BJ_20070616_133130.jpg: A detail of the outside wall of the Buddhist Tempel at the very top of the Longevity Hill.

BJ_20070616_135230.jpg: Something I nearly missed, but well worth visiting: Harmonious Interest Garden.

Fragrant Hills Park (香山公园)

LP said there was a bus from Summer Palace to Fragrant Hills Park, but gave the wrong number. Anyway…after some searching in the mess in front of the Summer Palace’s entrance I found the right bus stop, and a minute later even the right side of the bus stop 😉 which even offered two different lines to the Fragrant Hills. I hopped on the next and ended up on a huge parking lot. All other people of the bus heading in all directions of the compass, leaving me more or less alone, no sign pointing to the park entrance. After checking two entrance-like streets, but finding only more parking lots (damn, these hills must be popular at times!) I asked 2 young ladies passing by, who even to their own fun had more problems pronouncing the name than me (Xiāng Shān Gōng Yuán…it isn’t that difficult…), but could tell me that I had to follow the street for another 500m up hill. Still no signs…but thanks to the young ladies I found it. The increasing density of shops of all kinds could have led me that way, too…

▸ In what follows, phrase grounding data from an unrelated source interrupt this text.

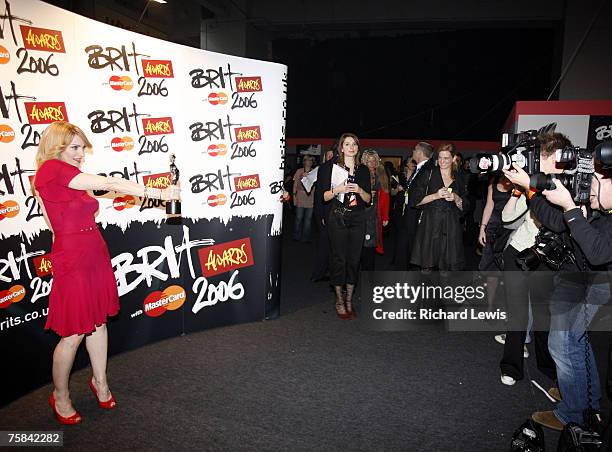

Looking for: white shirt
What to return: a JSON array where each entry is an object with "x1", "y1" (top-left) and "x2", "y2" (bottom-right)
[
  {"x1": 503, "y1": 194, "x2": 541, "y2": 252},
  {"x1": 415, "y1": 159, "x2": 428, "y2": 173},
  {"x1": 403, "y1": 158, "x2": 430, "y2": 205}
]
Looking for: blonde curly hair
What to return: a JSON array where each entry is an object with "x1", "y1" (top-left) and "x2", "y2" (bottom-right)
[{"x1": 35, "y1": 121, "x2": 92, "y2": 169}]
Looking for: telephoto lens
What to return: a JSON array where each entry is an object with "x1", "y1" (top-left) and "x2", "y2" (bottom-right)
[
  {"x1": 529, "y1": 173, "x2": 574, "y2": 192},
  {"x1": 529, "y1": 173, "x2": 555, "y2": 191},
  {"x1": 595, "y1": 141, "x2": 612, "y2": 168},
  {"x1": 468, "y1": 153, "x2": 512, "y2": 174}
]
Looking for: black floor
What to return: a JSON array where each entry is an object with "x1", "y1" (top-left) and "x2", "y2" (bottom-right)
[{"x1": 0, "y1": 213, "x2": 609, "y2": 451}]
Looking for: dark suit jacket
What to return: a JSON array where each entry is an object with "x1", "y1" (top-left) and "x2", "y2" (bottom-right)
[
  {"x1": 314, "y1": 156, "x2": 338, "y2": 227},
  {"x1": 400, "y1": 158, "x2": 435, "y2": 236}
]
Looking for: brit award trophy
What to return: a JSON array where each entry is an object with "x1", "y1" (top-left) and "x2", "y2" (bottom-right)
[{"x1": 166, "y1": 153, "x2": 181, "y2": 215}]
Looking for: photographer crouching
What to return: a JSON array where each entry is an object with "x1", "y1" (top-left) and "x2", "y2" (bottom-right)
[{"x1": 503, "y1": 142, "x2": 612, "y2": 432}]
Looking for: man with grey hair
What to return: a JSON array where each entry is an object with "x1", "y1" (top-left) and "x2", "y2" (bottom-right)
[{"x1": 393, "y1": 141, "x2": 434, "y2": 270}]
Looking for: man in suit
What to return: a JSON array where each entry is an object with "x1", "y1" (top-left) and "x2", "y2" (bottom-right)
[
  {"x1": 393, "y1": 141, "x2": 434, "y2": 270},
  {"x1": 311, "y1": 148, "x2": 337, "y2": 282}
]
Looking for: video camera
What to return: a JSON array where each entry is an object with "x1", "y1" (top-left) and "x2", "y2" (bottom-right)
[{"x1": 469, "y1": 130, "x2": 541, "y2": 175}]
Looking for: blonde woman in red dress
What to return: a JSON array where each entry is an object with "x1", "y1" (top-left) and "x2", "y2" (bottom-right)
[{"x1": 34, "y1": 122, "x2": 179, "y2": 424}]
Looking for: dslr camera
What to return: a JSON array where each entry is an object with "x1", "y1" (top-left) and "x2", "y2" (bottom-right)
[
  {"x1": 529, "y1": 141, "x2": 612, "y2": 204},
  {"x1": 469, "y1": 130, "x2": 541, "y2": 175},
  {"x1": 515, "y1": 229, "x2": 574, "y2": 271}
]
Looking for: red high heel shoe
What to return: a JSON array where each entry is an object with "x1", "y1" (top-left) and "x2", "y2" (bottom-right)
[
  {"x1": 89, "y1": 378, "x2": 117, "y2": 409},
  {"x1": 49, "y1": 393, "x2": 81, "y2": 425}
]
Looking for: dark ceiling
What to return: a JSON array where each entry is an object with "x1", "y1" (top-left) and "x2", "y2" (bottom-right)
[{"x1": 42, "y1": 0, "x2": 566, "y2": 141}]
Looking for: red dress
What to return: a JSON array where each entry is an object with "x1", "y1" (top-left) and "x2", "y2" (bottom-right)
[
  {"x1": 376, "y1": 188, "x2": 390, "y2": 254},
  {"x1": 35, "y1": 159, "x2": 119, "y2": 337}
]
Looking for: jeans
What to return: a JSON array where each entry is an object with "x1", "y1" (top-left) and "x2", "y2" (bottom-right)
[
  {"x1": 548, "y1": 276, "x2": 609, "y2": 425},
  {"x1": 293, "y1": 206, "x2": 313, "y2": 241}
]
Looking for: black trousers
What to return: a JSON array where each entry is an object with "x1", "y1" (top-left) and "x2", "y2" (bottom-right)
[
  {"x1": 311, "y1": 217, "x2": 331, "y2": 280},
  {"x1": 394, "y1": 212, "x2": 415, "y2": 270},
  {"x1": 361, "y1": 246, "x2": 376, "y2": 271},
  {"x1": 500, "y1": 245, "x2": 557, "y2": 381},
  {"x1": 328, "y1": 208, "x2": 366, "y2": 286}
]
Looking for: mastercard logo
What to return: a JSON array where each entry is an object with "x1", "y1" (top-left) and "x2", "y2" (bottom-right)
[
  {"x1": 0, "y1": 200, "x2": 20, "y2": 220},
  {"x1": 207, "y1": 193, "x2": 227, "y2": 207},
  {"x1": 206, "y1": 143, "x2": 227, "y2": 156},
  {"x1": 143, "y1": 285, "x2": 186, "y2": 317},
  {"x1": 0, "y1": 45, "x2": 9, "y2": 64},
  {"x1": 109, "y1": 75, "x2": 134, "y2": 91},
  {"x1": 112, "y1": 195, "x2": 135, "y2": 211},
  {"x1": 208, "y1": 92, "x2": 228, "y2": 105},
  {"x1": 0, "y1": 124, "x2": 15, "y2": 143},
  {"x1": 111, "y1": 136, "x2": 134, "y2": 152},
  {"x1": 0, "y1": 285, "x2": 26, "y2": 309}
]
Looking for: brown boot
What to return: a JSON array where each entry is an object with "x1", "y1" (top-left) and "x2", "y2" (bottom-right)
[
  {"x1": 532, "y1": 411, "x2": 564, "y2": 431},
  {"x1": 548, "y1": 387, "x2": 562, "y2": 402}
]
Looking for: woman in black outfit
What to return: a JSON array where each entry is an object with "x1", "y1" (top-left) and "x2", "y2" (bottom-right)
[
  {"x1": 478, "y1": 174, "x2": 513, "y2": 310},
  {"x1": 478, "y1": 174, "x2": 513, "y2": 271},
  {"x1": 320, "y1": 133, "x2": 371, "y2": 319},
  {"x1": 409, "y1": 143, "x2": 469, "y2": 271}
]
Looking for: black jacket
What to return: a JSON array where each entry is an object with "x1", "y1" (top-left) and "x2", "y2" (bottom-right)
[
  {"x1": 314, "y1": 160, "x2": 333, "y2": 226},
  {"x1": 399, "y1": 158, "x2": 435, "y2": 233},
  {"x1": 530, "y1": 196, "x2": 612, "y2": 271}
]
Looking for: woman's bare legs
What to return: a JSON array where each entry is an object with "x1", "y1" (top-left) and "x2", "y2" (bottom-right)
[
  {"x1": 85, "y1": 323, "x2": 112, "y2": 402},
  {"x1": 52, "y1": 334, "x2": 84, "y2": 417}
]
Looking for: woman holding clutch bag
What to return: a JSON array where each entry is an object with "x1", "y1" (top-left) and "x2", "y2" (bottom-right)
[{"x1": 319, "y1": 133, "x2": 371, "y2": 319}]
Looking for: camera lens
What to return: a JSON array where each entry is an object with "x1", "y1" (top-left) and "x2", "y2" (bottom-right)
[
  {"x1": 595, "y1": 141, "x2": 612, "y2": 167},
  {"x1": 515, "y1": 248, "x2": 541, "y2": 271},
  {"x1": 529, "y1": 173, "x2": 554, "y2": 191}
]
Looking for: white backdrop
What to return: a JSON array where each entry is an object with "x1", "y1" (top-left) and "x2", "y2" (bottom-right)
[
  {"x1": 0, "y1": 0, "x2": 287, "y2": 241},
  {"x1": 0, "y1": 0, "x2": 287, "y2": 405}
]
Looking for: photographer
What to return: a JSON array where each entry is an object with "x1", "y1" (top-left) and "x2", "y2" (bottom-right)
[
  {"x1": 497, "y1": 133, "x2": 569, "y2": 388},
  {"x1": 503, "y1": 161, "x2": 612, "y2": 431}
]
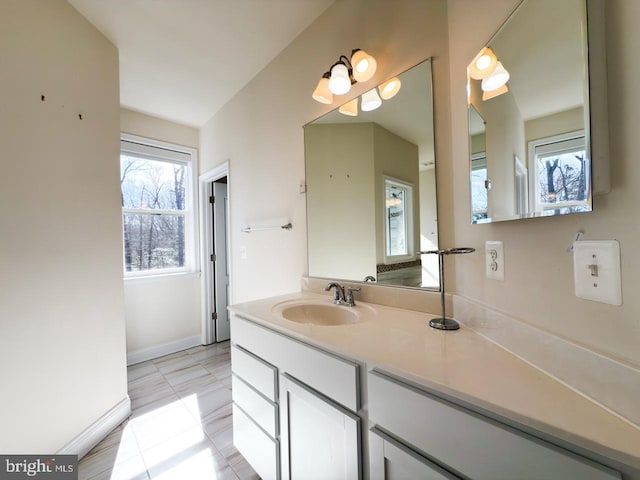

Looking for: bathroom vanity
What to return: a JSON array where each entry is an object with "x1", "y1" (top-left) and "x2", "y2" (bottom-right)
[{"x1": 228, "y1": 291, "x2": 640, "y2": 480}]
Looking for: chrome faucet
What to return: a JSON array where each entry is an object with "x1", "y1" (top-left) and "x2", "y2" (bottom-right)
[
  {"x1": 324, "y1": 282, "x2": 361, "y2": 307},
  {"x1": 324, "y1": 282, "x2": 345, "y2": 304}
]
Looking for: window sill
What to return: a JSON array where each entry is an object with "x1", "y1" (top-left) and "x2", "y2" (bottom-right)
[{"x1": 124, "y1": 271, "x2": 201, "y2": 284}]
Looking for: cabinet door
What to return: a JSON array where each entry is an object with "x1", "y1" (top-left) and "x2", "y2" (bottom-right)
[
  {"x1": 280, "y1": 374, "x2": 361, "y2": 480},
  {"x1": 369, "y1": 428, "x2": 461, "y2": 480}
]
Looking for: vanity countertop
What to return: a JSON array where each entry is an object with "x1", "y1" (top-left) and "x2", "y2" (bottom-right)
[{"x1": 228, "y1": 291, "x2": 640, "y2": 470}]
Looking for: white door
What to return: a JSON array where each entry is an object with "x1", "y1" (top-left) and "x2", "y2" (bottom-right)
[
  {"x1": 212, "y1": 181, "x2": 230, "y2": 341},
  {"x1": 280, "y1": 374, "x2": 361, "y2": 480},
  {"x1": 369, "y1": 428, "x2": 460, "y2": 480}
]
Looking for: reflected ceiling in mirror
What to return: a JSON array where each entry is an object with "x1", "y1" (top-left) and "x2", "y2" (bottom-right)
[
  {"x1": 305, "y1": 59, "x2": 439, "y2": 290},
  {"x1": 468, "y1": 0, "x2": 592, "y2": 224}
]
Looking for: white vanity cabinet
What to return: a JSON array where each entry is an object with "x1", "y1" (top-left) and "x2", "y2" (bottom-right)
[
  {"x1": 280, "y1": 374, "x2": 360, "y2": 480},
  {"x1": 368, "y1": 370, "x2": 622, "y2": 480},
  {"x1": 230, "y1": 314, "x2": 362, "y2": 480}
]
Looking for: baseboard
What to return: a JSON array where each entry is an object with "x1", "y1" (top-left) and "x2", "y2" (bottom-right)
[
  {"x1": 58, "y1": 396, "x2": 131, "y2": 459},
  {"x1": 127, "y1": 335, "x2": 202, "y2": 365}
]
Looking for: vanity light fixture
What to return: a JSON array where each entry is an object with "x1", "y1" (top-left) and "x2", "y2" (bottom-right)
[
  {"x1": 338, "y1": 98, "x2": 358, "y2": 116},
  {"x1": 361, "y1": 88, "x2": 382, "y2": 112},
  {"x1": 469, "y1": 47, "x2": 498, "y2": 80},
  {"x1": 351, "y1": 49, "x2": 377, "y2": 82},
  {"x1": 378, "y1": 77, "x2": 402, "y2": 100},
  {"x1": 481, "y1": 61, "x2": 510, "y2": 92},
  {"x1": 329, "y1": 62, "x2": 352, "y2": 95},
  {"x1": 312, "y1": 49, "x2": 378, "y2": 103},
  {"x1": 312, "y1": 73, "x2": 333, "y2": 104}
]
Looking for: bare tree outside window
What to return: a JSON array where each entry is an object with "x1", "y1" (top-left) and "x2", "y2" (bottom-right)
[
  {"x1": 536, "y1": 150, "x2": 588, "y2": 215},
  {"x1": 120, "y1": 154, "x2": 187, "y2": 272}
]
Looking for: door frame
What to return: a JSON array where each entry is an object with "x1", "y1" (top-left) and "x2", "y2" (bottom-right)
[{"x1": 199, "y1": 161, "x2": 231, "y2": 344}]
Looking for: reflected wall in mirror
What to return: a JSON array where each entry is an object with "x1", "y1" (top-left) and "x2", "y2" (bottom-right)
[
  {"x1": 468, "y1": 0, "x2": 592, "y2": 224},
  {"x1": 305, "y1": 59, "x2": 439, "y2": 290}
]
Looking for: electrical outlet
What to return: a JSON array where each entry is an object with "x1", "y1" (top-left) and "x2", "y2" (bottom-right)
[{"x1": 486, "y1": 241, "x2": 504, "y2": 281}]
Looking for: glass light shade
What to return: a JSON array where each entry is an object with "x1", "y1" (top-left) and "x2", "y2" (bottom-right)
[
  {"x1": 361, "y1": 88, "x2": 382, "y2": 112},
  {"x1": 328, "y1": 63, "x2": 351, "y2": 95},
  {"x1": 481, "y1": 62, "x2": 510, "y2": 92},
  {"x1": 468, "y1": 47, "x2": 498, "y2": 80},
  {"x1": 482, "y1": 83, "x2": 509, "y2": 101},
  {"x1": 351, "y1": 49, "x2": 377, "y2": 82},
  {"x1": 312, "y1": 77, "x2": 333, "y2": 104},
  {"x1": 378, "y1": 77, "x2": 401, "y2": 100},
  {"x1": 338, "y1": 98, "x2": 358, "y2": 116}
]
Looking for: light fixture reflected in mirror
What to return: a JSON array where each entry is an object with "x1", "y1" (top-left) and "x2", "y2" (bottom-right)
[
  {"x1": 379, "y1": 77, "x2": 402, "y2": 99},
  {"x1": 481, "y1": 61, "x2": 510, "y2": 92},
  {"x1": 482, "y1": 83, "x2": 509, "y2": 101},
  {"x1": 469, "y1": 47, "x2": 498, "y2": 80},
  {"x1": 338, "y1": 98, "x2": 358, "y2": 116},
  {"x1": 361, "y1": 88, "x2": 382, "y2": 111}
]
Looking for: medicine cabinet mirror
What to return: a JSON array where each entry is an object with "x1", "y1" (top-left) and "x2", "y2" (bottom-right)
[
  {"x1": 468, "y1": 0, "x2": 598, "y2": 224},
  {"x1": 304, "y1": 59, "x2": 439, "y2": 290}
]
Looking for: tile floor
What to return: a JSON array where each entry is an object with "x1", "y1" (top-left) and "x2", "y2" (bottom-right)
[{"x1": 78, "y1": 342, "x2": 259, "y2": 480}]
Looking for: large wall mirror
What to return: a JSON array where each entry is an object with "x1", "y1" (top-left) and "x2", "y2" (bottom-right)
[
  {"x1": 305, "y1": 59, "x2": 439, "y2": 290},
  {"x1": 468, "y1": 0, "x2": 594, "y2": 224}
]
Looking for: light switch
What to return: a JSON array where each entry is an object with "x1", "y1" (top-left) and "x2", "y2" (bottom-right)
[{"x1": 573, "y1": 240, "x2": 622, "y2": 305}]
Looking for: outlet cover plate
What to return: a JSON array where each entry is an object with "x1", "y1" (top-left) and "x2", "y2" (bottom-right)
[
  {"x1": 486, "y1": 241, "x2": 504, "y2": 281},
  {"x1": 573, "y1": 240, "x2": 621, "y2": 305}
]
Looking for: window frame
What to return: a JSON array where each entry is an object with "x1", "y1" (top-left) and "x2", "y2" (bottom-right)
[
  {"x1": 383, "y1": 176, "x2": 415, "y2": 265},
  {"x1": 120, "y1": 133, "x2": 198, "y2": 279},
  {"x1": 527, "y1": 130, "x2": 589, "y2": 215},
  {"x1": 470, "y1": 151, "x2": 488, "y2": 222}
]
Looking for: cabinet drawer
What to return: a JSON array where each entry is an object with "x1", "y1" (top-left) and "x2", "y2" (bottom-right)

BJ_20070616_150735.jpg: It is a forest park along some hill sides, with a few man-made elements, especially scattered along its foot, but also scattered along a main axis leading up to the highest peak of the park. You can spend there as much time as you like…it’s huge!

BJ_20070616_153105.jpg: Well…3pm already by the time I arrived there. Damn…that was late. Haven’t made use of a chairlift for some time, had I…? 😉 So forget about walking up hill, which here definitely is possible. I would do a lot more walking tomorrow anyway. I paid the extraordinary 50 RMB (weekend price for single trip) and was lifted by cable car to the hills top. Even this way it was a good 15 minutes way! From the top you had a fantastic view around. But the haze did confuse my camera: All picture from there have too light colors. This here supposingly shows a pavillion in the far back, reached by a stone way on the hills shoulder.

BJ_20070616_153432.jpg: Here you can make out the many walking ways with which the forest park is lined (at least in the picture’s big version, click on it).

BJ_20070616_153754.jpg: I walked down, though, on ways which look like this. Many people were still going up hill. Of all kinds: Families, groups of young people, a few old men, sporty people who obviously took it as an exercise; footwear raising from high heals via sneakers and sport shoes to hiking boots. I most admired the old women collecting the empty plastic water bottles (can be returned somewhere for recycling, which adds to the ladies’ living), who also walked up and down the stairs in pursuit of their business; and all smiles if you empty a bottle for them and hand it over.

BJ_20070616_155146.jpg: In the distance a pavillon on a steep hill.

BJ_20070616_161954.jpg: Already very much down again I catched this boy while playing with the water in the sun’s light.

In the end I was down 1,5 hours after entering the park…hm…quite fast. I walked around a bit to see the other sights. But I was too silly (and too tired) to find the supposingly nice Azure Clouds Temple, and was only longing for a coffee…on the taxi ride in the morning to the Summer Palace I had seen a Starbucks. And I was even up to accept the fact that the store was located in a Microsoft building 😉

Didn’t want to figure out now from where the return busses start, and anyway I would have to walk these 1000m down-hill just to reach a potential area of bus stops. So I just took one of the cabs waiting at the entrance. The driver was one of the big-humming-bear type, whose Chinese was so unintelligible, that his attempt of a conversation ended after ‘I am German, no I don’t study and don’t work, I am on travel’. I dozed off several times anyway until reaching the caffeine infusion station.

Today’s Lesson: Proper time management helps spending time at the right places.